# Pics I've taken



## thebayratt (Jun 4, 2009)

*Before*








*After*









"My Father 1922 Le Bijou"


----------



## donovanrichardson (Nov 10, 2010)

Hey that's pretty cool! I wish some of these could be turned into prints and framed. They would be perfect for a shop or if you had a smoking room or lounge in your home, they would really add to the atmosphere! Great photo snapping though!


----------



## TonyBrooklyn (Jan 28, 2010)

I like the after better nice job Shawn!


----------



## Batista30 (Sep 13, 2010)

Nice Shots Shawn! Makes me wanna smoke. If I had a cigar room in the home, I would put pictures like these up!


----------



## Zfog (Oct 16, 2010)

I like the first one. Very cool close up.


----------



## eggopp (Jul 21, 2010)

Great close up pics Shawn.. what camera and macro lens did you use? :hat:


----------



## jeepthing (Jul 16, 2009)

Very kool Shawn. Me likey


----------



## thebayratt (Jun 4, 2009)

eggopp said:


> Great close up pics Shawn.. what camera and macro lens did you use? :hat:


Nikon CoolPix L20. Cheap and effective.


----------



## brooksbrosracing (Oct 28, 2010)

Nice work!
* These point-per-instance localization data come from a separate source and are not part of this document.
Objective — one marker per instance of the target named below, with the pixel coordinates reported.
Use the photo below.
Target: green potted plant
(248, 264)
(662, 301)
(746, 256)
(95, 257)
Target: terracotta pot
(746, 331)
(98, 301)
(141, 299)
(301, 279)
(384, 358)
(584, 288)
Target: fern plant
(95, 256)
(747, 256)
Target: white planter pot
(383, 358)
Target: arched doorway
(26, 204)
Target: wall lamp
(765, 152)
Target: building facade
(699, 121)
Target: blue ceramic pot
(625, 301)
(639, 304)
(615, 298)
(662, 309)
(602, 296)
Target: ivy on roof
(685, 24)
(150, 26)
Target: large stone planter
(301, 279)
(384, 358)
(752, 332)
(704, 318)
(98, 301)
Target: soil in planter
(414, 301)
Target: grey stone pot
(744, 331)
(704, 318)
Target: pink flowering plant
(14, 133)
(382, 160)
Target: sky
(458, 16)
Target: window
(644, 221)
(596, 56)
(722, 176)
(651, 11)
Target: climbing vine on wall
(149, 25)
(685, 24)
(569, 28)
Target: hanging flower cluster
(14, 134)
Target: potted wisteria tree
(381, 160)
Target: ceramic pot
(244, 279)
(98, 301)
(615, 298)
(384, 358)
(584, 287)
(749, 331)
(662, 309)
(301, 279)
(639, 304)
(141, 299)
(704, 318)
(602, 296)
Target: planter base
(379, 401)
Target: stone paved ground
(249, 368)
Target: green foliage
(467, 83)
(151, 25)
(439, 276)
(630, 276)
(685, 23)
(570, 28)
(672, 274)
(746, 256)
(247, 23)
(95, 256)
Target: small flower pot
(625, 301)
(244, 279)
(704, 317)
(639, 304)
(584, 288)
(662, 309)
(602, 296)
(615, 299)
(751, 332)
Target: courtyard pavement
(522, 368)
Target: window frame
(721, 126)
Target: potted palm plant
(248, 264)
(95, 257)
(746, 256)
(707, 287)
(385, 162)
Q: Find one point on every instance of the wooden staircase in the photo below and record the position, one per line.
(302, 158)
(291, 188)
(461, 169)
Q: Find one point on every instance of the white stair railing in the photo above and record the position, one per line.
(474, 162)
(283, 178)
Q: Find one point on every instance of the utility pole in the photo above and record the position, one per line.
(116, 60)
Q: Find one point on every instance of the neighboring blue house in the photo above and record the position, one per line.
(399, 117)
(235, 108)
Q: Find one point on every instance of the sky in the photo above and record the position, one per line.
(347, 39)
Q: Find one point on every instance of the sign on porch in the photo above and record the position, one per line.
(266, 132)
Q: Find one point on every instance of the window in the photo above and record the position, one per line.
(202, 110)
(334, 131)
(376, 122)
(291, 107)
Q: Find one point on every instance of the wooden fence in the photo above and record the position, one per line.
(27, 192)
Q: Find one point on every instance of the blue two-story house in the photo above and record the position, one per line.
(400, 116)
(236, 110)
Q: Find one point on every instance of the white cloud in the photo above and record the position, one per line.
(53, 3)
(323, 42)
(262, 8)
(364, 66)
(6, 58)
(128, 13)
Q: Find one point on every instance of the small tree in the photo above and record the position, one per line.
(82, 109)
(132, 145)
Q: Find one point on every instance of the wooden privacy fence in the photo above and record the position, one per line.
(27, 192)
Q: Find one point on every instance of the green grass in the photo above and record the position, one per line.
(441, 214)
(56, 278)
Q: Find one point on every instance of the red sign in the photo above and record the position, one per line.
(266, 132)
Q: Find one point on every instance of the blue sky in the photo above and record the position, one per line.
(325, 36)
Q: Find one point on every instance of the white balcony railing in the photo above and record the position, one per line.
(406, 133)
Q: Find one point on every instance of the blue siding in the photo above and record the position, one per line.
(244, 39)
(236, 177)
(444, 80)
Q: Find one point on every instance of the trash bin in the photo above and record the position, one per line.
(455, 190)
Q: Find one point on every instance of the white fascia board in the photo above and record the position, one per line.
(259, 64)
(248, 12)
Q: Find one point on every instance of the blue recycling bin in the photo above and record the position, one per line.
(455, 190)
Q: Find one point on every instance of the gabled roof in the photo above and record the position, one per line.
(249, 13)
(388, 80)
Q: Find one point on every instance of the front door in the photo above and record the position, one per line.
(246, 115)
Can't believe its a point and shoot.


----------



## smelvis (Sep 7, 2009)

Nice detail Shawn!


----------



## baderjkbr (Jun 21, 2010)

Great pics.


----------



## elderboy02 (Jun 24, 2008)

Nice pictures sir!


----------



## Short and Sweet (Nov 3, 2010)

Awesome shot, like the details.


----------



## rover3013 (Nov 17, 2010)

very nice, i have to get me a camera:tea:


----------



## TonyBrooklyn (Jan 28, 2010)

thebayratt said:


> Nikon CoolPix L20. Cheap and effective.


I have the S 3000 great camera for the money Macro shooting from 3 inches away can't beat Nikon for the money.


----------



## thebayratt (Jun 4, 2009)

Shortstory foot


----------



## thunderdan11 (Nov 15, 2010)

Great pictures, ilove that first shot...


----------



## stewartu (Jul 23, 2010)

Nice photos.


----------